# Brüche kürzen



## nihat05 (4. Nov 2016)

Hallo Leute,
wir haben die Hausaufgabe bekommen einen Rechner für Brüche zu programmieren. Allerdings dürfen wir keine Methoden schreiben, sondern müssen alles in der main schreiben. Nur jetzt habe ich das Problem: ich weiß nicht wie ich das Ergebnis der Brüche kürzen kann. Hat jemand vielleicht ne Idee und kann mir helfen?


----------



## Nuiton (4. Nov 2016)

Wie sollte so ein "Rechner" funktionieren? Was ist der input, was ist der gewollte output?


----------



## nihat05 (4. Nov 2016)

Nuiton hat gesagt.:


> Wie sollte so ein "Rechner" funktionieren? Was ist der input, was ist der gewollte output?

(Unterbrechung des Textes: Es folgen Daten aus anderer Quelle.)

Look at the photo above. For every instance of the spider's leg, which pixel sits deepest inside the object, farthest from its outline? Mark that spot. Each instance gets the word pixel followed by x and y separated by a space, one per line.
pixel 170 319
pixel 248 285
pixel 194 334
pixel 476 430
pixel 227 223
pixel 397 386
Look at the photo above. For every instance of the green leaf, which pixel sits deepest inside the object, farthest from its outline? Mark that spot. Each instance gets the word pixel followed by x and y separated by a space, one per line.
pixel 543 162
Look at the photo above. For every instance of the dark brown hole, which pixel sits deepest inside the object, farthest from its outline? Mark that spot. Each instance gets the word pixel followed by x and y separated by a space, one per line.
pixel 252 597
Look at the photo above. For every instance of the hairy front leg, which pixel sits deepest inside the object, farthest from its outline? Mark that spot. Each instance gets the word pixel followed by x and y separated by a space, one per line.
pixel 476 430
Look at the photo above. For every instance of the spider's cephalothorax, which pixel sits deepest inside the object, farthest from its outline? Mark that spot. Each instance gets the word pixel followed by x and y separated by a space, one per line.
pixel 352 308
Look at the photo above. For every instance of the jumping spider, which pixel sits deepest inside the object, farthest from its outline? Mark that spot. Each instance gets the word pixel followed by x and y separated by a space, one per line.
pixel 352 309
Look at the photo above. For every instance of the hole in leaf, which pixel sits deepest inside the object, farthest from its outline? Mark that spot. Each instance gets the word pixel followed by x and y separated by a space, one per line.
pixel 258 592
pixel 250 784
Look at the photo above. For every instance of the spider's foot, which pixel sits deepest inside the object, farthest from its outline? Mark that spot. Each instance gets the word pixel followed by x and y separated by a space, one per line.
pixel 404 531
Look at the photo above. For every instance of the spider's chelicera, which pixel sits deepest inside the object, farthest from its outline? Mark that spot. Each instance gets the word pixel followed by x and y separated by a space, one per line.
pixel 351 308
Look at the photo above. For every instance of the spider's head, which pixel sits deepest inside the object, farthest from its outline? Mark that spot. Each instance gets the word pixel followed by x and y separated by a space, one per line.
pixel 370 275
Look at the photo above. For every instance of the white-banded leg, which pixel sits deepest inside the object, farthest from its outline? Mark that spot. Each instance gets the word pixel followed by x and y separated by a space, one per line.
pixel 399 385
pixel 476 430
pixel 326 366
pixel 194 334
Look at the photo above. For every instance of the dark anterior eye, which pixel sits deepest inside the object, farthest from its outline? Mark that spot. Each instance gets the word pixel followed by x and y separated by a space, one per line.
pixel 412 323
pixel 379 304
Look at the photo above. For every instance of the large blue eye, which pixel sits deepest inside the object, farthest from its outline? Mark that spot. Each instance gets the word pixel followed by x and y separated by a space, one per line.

Es sollen zwei Brüche eingegeben werden ( 2 Zähler, 2 Nenner) danach soll der Rechenoperator eingegeben werden und am Ende soll das Ergebnis gekürzt werden falls möglich!


----------



## Nuiton (4. Nov 2016)

Du musst den groessten gemeinsamen Teiler berechnen. Ein Beispiel findest du hier.


----------



## JStein52 (4. Nov 2016)

Nuiton hat gesagt.:


> Du musst den groessten gemeinsamen Teiler berechnen.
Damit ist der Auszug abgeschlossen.